If there is a positive side to the Sabres’ philosophy of not protecting their netminders, it’s that it sure keeps Miller on his toes. He might be run over during any given shift. That fight bell could be rung at any time.
Well, Miller has adjusted to this part of the Sabres’ “System” well. How embarrassing was it when he simply flopped to the ice in the Lucic incident? The best retaliation he could muster was a clumsy swing of his goalie stick. After that whiff, all of his teammates were pretty much forced to mosey around Lucic and say “Heeey” to him.
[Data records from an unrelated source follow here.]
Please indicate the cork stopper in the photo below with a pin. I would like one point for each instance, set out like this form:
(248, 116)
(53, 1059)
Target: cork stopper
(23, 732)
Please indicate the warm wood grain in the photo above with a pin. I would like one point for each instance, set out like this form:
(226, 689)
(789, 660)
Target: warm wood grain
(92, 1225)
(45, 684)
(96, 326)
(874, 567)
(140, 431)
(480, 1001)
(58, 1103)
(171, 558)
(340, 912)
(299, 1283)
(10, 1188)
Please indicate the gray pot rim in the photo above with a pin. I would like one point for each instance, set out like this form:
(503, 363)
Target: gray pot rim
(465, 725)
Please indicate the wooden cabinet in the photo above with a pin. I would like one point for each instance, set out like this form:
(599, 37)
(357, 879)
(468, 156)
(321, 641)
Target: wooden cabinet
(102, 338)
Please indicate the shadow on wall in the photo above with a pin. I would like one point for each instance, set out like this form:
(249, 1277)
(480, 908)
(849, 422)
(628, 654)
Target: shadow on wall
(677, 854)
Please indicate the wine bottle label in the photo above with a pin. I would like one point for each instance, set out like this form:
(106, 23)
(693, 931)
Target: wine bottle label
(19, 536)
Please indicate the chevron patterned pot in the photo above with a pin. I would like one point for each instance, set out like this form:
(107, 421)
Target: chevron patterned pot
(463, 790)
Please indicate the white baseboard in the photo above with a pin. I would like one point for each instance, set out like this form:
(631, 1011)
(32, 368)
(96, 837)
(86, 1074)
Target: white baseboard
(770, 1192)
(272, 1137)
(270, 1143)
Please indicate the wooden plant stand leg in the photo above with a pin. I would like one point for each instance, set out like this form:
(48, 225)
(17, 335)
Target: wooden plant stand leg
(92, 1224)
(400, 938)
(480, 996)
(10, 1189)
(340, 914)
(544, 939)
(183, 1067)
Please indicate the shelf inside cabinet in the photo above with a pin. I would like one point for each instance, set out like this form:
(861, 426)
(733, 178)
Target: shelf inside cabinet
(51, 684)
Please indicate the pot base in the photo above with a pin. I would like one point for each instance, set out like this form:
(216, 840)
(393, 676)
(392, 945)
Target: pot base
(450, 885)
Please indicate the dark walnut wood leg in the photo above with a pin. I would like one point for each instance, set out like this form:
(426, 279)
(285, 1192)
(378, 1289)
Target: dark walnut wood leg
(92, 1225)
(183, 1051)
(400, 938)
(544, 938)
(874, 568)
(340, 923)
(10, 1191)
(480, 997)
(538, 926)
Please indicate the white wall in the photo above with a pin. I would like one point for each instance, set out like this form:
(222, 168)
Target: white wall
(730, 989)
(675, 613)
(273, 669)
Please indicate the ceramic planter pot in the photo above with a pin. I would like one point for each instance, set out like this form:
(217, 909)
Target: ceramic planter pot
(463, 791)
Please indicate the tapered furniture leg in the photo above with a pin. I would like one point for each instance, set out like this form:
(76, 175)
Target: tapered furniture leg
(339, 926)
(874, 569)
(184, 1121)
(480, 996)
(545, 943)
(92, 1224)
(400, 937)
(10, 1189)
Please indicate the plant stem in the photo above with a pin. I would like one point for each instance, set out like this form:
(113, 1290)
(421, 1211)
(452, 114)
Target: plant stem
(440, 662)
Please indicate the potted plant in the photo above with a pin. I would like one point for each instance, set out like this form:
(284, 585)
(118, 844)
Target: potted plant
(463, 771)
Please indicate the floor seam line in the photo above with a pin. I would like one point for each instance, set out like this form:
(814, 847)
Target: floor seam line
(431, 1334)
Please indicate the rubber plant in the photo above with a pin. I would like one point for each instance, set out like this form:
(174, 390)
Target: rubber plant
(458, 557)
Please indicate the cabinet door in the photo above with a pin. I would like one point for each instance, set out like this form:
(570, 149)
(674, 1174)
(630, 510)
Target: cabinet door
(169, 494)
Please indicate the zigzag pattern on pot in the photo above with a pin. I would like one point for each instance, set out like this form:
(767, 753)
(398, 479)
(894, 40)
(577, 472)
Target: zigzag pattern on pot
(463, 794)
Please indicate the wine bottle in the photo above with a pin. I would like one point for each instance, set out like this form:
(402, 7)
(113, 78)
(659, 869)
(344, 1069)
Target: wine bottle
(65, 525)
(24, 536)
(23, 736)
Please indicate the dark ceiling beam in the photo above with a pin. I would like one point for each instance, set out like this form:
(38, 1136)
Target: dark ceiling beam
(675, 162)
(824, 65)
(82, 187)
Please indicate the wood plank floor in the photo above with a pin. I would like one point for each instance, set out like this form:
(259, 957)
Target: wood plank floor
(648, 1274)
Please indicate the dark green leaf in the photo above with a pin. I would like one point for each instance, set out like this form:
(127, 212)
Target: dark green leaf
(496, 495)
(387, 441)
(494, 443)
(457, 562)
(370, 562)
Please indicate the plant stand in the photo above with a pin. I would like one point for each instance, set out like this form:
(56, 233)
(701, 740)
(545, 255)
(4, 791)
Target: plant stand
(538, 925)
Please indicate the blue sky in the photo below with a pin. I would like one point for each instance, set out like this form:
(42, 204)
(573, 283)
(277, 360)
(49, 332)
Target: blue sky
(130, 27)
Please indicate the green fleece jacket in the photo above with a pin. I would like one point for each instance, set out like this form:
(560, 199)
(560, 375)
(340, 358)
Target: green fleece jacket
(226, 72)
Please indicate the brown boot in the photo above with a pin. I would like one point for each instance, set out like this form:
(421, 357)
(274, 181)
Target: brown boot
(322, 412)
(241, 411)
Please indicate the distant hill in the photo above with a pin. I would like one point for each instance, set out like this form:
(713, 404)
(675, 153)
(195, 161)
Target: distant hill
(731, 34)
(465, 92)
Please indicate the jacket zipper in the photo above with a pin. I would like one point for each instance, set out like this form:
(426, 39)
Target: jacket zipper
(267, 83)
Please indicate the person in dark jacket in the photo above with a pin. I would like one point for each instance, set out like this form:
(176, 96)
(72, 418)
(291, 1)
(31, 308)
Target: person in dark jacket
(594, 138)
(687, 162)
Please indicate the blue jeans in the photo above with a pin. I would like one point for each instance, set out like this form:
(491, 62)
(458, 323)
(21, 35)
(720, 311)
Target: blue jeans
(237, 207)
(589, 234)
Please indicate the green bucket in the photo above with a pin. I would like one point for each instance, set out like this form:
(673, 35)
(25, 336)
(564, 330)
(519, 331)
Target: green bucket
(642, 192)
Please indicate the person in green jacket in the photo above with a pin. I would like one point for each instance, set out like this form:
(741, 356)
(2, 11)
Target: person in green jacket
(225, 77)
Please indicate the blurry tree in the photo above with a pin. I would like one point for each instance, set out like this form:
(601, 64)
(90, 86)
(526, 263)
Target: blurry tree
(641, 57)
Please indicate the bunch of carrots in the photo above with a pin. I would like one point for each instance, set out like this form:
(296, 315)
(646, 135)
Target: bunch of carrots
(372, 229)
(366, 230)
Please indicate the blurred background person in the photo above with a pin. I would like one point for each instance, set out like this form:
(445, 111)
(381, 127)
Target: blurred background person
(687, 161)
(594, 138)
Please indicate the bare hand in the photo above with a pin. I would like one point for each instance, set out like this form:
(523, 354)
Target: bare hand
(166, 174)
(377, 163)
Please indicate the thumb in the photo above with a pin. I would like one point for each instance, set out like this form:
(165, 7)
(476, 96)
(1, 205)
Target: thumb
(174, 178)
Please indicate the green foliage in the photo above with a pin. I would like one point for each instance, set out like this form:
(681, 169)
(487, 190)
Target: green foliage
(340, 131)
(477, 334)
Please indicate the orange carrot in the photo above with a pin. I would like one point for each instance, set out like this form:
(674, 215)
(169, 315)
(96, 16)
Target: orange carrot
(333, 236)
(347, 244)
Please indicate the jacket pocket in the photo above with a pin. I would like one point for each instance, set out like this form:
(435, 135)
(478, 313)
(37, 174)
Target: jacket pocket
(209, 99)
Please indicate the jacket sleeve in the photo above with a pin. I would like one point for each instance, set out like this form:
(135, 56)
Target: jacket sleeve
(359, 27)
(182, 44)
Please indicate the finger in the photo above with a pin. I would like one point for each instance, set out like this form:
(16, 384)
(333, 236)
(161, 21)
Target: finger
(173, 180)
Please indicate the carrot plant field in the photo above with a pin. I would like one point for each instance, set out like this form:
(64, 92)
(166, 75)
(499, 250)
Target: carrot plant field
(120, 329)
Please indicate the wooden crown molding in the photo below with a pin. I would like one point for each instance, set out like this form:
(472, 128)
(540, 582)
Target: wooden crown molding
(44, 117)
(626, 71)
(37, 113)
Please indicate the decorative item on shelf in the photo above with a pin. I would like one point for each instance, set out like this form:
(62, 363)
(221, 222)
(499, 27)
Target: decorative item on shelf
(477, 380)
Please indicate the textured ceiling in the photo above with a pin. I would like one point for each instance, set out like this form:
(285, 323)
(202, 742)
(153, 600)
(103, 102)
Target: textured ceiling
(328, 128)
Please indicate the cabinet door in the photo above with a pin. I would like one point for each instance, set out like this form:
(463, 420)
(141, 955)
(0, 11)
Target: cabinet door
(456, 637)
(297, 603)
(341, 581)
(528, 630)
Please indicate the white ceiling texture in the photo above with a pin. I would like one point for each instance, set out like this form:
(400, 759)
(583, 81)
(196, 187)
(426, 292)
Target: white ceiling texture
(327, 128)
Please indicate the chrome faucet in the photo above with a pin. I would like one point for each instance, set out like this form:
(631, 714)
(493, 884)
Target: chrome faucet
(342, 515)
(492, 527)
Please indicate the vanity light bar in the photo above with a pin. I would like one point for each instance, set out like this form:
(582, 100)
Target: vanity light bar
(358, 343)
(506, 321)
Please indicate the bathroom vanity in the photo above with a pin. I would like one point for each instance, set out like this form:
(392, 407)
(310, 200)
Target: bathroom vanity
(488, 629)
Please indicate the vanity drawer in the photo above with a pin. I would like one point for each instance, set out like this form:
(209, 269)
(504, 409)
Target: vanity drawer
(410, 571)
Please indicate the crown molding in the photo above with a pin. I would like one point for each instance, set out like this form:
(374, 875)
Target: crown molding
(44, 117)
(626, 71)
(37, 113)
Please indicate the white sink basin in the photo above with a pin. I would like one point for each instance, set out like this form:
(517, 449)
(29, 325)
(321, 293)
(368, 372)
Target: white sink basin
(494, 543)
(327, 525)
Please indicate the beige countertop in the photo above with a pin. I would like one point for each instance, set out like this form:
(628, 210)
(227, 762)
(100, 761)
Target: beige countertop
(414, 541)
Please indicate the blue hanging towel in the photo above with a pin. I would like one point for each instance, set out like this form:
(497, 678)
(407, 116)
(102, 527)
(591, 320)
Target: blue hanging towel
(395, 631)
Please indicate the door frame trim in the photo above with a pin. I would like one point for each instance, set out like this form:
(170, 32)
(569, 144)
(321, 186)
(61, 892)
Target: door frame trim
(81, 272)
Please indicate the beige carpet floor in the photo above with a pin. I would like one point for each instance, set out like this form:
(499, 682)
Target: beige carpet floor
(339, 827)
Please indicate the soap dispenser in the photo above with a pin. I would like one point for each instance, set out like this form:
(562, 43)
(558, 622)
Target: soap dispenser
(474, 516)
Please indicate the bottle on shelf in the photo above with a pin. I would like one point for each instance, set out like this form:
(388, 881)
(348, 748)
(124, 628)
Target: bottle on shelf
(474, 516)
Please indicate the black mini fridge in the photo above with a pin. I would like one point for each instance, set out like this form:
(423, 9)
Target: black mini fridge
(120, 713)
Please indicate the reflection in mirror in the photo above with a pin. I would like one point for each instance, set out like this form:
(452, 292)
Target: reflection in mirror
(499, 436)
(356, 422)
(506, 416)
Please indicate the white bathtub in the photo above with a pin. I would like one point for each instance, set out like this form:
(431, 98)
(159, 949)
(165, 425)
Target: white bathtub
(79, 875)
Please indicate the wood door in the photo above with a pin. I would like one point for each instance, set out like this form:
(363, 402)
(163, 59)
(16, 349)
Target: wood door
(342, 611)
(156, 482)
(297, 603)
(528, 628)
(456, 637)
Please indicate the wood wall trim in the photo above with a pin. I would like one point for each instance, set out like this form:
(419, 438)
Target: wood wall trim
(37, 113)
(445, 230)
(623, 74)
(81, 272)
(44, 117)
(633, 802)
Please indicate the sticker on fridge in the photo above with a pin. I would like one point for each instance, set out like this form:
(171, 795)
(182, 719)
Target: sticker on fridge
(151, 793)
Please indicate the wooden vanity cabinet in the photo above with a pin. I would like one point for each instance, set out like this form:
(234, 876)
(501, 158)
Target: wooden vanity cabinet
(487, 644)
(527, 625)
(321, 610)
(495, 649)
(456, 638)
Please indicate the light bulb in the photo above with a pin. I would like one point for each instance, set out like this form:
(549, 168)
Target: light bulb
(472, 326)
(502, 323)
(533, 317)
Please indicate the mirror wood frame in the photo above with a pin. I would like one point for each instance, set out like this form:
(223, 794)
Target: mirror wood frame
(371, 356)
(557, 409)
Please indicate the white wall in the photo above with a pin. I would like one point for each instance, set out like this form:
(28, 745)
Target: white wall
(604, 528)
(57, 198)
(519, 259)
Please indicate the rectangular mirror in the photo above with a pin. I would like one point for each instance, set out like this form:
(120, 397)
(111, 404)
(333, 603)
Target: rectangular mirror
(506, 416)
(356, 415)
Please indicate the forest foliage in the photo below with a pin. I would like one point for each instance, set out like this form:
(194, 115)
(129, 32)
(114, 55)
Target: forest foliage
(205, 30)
Maybe they should have said “Ni.”
Indeed, a message was sent to the entirety of the worst jackasses of the NHL, and that message was: “If you want to beat the Sabres, just run Ryan Miller.”
Lindy Ruff calls it “open season,” and he gets pretty ruffled when he says that. But frankly, if Buffalo is facing off against the Bruins and they know that running Tim Thomas will send the team into a spiral of losing and self-identification issues, then “getting in Thomas’ face” is waaay high up the list of “keys to the game.”
Thankfully for Miller’s teammates, he got his own message. If you are going to run Ryan Miller from now on, forget the flop and whiff reaction. From now on, he’s going to unleash the thundersticks all over your face. Jordin Tootoo was the first example of Miller’s new hard-nosed style of play that Sabres fans have been clamoring for, for years.
Not quite sure when Miller’s teammates think they are doing getting in his way. Ryan was about to waffle board Tootoo into a pulpy yellow stain on the ice.
Still, at least he had a decent response this time.
So to those jackasses of the NHL who are lining up to take a run at the Sabres’ goaltender, you’ve been warned. Unless you want a mouthful of waffle-board, steer clear of the blue paint.
And maybe, the guys who are protecting Miller will finally learn how to send that message for him, game after game, and season after season. Until then, NHL jackasses, it’s open season on your faces with that waffle board.